The safety case for using probiotic-derived strains

One of the persistent concerns about using bacteria as therapeutic agents is safety. The strain used in this research is derived from Lactobacillus, a genus of bacteria widely used in fermented foods and probiotic supplements, with an established safety record in humans. The researchers also built in a containment mechanism: the engineered bacteria are auxotrophic for a specific amino acid that is not naturally abundant in the human body. Without a supplemental dose of that amino acid, the bacteria cannot replicate indefinitely. This limits their ability to persist or spread beyond the intended site.

The FDA classifies a number of Lactobacillus strains as Generally Recognized as Safe, which gives engineered versions of these bacteria a regulatory starting point that more exotic bacterial candidates would not have. That does not mean the path to human trials is straightforward. An engineered organism carrying therapeutic gene circuits requires a more detailed safety review than an unmodified probiotic strain, and the agency will want extensive data on off-target colonization, genetic stability, and immune response before approving any human study.

What comes next and what this field still needs to prove

The current results are from mouse tumor models, which replicate some but not all features of human cancer. Mouse tumors are typically generated by implanting cancer cell lines under the skin, which produces a different microenvironment than the spontaneous tumors that develop in human patients over years. The next stage of research will need to test the approach in more complex animal models and eventually in non-human primates before a human trial application is realistic.

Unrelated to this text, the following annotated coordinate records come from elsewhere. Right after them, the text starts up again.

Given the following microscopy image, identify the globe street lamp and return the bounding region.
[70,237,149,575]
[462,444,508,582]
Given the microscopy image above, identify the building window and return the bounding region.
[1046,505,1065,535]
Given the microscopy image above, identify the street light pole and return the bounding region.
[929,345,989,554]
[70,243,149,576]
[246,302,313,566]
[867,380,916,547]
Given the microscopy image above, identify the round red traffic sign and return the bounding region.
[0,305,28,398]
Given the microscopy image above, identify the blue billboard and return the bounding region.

The research team, based at the University of California San Diego, has stated their intention to file an Investigational New Drug application with the FDA within the next 18 to 24 months. If that application is approved, a Phase I human trial focused primarily on safety and dosing would likely begin with patients who have solid tumors that have not responded to existing treatments. Phase I trials of this type typically enroll between 20 and 40 patients and take 18 months to three years to complete.